Hotel's Modular Construction Saves on Resources
This citizenM is Seattle’s first modular hotel and serves as a model for sustainable hotel design. The building’s 228 modules comprise the guestrooms. Below its gridded facade is a steel cage body that provides space for a spacious lobby, a bar/dining lounge, meeting rooms, and all the other amenities guests expect.
Everything above the ground floor was built as units via citizenM’s long-time fabrication partner, Polcom, in Poland, then shipped to Seattle. While the relatively long transportation route takes a toll from an environmental perspective, the design team says it doesn’t outweigh the environmental benefits of building in a factory. The hotel is more assembled than built. On an average day, the Seattle construction team stacked seven to eight modules at the site. The rooms were set in just 89 days, allowing for a schedule reduction of four months. In addition to shortening the construction timeline, the factory-assembled modules reduce construction costs and waste. They are a higher quality product not subject to risk factors like weather-related delays and labor and material shortages. The contractor determined that 85% of construction debris was recovered, reused, or recycled.

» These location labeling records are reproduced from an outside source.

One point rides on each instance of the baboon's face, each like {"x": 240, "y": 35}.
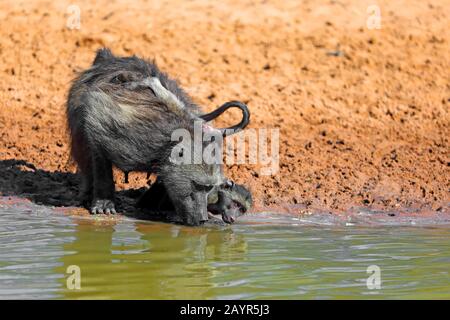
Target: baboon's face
{"x": 188, "y": 187}
{"x": 231, "y": 201}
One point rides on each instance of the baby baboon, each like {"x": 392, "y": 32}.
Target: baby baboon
{"x": 229, "y": 200}
{"x": 115, "y": 118}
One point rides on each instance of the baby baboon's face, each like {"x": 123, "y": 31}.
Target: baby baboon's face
{"x": 231, "y": 201}
{"x": 188, "y": 187}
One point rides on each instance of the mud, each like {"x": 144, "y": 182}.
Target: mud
{"x": 363, "y": 114}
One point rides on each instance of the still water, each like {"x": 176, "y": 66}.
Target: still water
{"x": 258, "y": 258}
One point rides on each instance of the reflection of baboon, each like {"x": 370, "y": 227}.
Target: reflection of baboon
{"x": 116, "y": 119}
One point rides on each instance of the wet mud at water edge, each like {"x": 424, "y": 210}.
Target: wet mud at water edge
{"x": 363, "y": 114}
{"x": 263, "y": 256}
{"x": 22, "y": 182}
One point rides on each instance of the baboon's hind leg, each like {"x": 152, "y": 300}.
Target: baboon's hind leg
{"x": 103, "y": 186}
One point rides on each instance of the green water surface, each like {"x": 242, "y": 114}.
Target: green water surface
{"x": 254, "y": 259}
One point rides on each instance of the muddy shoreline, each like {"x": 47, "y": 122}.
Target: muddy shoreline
{"x": 367, "y": 128}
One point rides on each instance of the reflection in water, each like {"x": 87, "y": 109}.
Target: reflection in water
{"x": 146, "y": 260}
{"x": 271, "y": 258}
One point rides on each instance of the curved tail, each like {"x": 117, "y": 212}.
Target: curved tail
{"x": 231, "y": 104}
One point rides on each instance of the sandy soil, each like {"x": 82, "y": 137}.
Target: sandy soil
{"x": 363, "y": 114}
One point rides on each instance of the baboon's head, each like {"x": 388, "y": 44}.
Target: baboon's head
{"x": 190, "y": 178}
{"x": 188, "y": 187}
{"x": 231, "y": 201}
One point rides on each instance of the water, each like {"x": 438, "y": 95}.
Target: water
{"x": 259, "y": 258}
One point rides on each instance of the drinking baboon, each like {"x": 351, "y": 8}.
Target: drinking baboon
{"x": 115, "y": 118}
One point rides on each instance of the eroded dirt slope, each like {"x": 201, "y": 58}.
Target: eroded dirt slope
{"x": 363, "y": 114}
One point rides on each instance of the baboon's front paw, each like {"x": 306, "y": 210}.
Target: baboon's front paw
{"x": 103, "y": 206}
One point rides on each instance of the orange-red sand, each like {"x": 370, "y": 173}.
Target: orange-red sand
{"x": 368, "y": 126}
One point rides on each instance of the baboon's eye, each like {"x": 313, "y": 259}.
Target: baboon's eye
{"x": 202, "y": 187}
{"x": 228, "y": 184}
{"x": 242, "y": 209}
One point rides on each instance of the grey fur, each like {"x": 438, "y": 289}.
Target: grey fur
{"x": 115, "y": 119}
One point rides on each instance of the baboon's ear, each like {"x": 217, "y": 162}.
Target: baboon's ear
{"x": 102, "y": 56}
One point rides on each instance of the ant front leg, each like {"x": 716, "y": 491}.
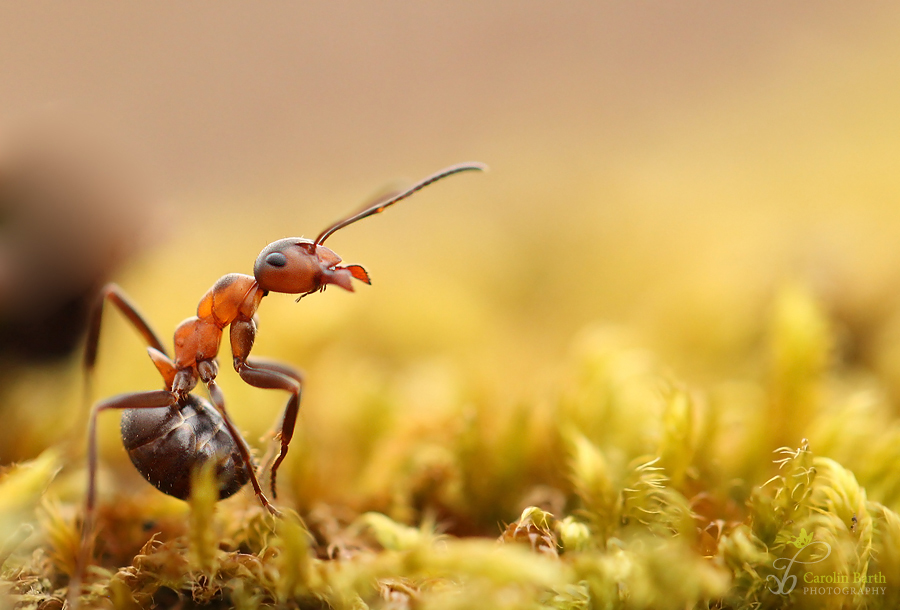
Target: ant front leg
{"x": 207, "y": 375}
{"x": 267, "y": 375}
{"x": 135, "y": 400}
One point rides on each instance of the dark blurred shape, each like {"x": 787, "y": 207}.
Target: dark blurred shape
{"x": 70, "y": 213}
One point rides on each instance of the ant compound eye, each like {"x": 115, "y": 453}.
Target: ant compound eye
{"x": 277, "y": 259}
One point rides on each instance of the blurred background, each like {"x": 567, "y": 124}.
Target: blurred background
{"x": 659, "y": 173}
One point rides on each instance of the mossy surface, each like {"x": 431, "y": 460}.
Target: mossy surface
{"x": 622, "y": 488}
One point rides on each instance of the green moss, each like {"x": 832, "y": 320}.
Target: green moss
{"x": 621, "y": 488}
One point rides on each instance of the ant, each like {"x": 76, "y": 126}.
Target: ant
{"x": 170, "y": 432}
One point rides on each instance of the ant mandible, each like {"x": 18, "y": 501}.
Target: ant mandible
{"x": 169, "y": 432}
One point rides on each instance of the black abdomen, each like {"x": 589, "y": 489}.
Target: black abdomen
{"x": 168, "y": 443}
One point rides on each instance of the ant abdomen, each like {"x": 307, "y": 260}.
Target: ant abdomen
{"x": 167, "y": 444}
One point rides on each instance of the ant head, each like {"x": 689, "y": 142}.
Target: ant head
{"x": 300, "y": 266}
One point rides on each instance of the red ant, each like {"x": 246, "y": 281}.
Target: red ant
{"x": 170, "y": 432}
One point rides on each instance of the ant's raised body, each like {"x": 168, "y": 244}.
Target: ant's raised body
{"x": 169, "y": 432}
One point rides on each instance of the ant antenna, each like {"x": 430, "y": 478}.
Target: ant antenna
{"x": 382, "y": 206}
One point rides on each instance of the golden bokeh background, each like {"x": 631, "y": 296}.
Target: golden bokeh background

On top of those environmental benefits, the building also boasts solar panels on its roof and a heat pump, a measure rarely used for hotels. The result is a LEED Gold certification and a structure that uses 29% less energy than otherwise.
The Geberit wall-mount contributes to the sustainability mission by saving water. In addition, every Geberit concealed system comes with a dual-flush capability. Pairing the system with a Geberit Sigma20 dual-flush actuator. The standard volume is 1.6 or 1.28 gallons for solids and 0.8 gallons or liquids, saving each room thousands of gallons of water per year, exceeding high-efficient toilet standards.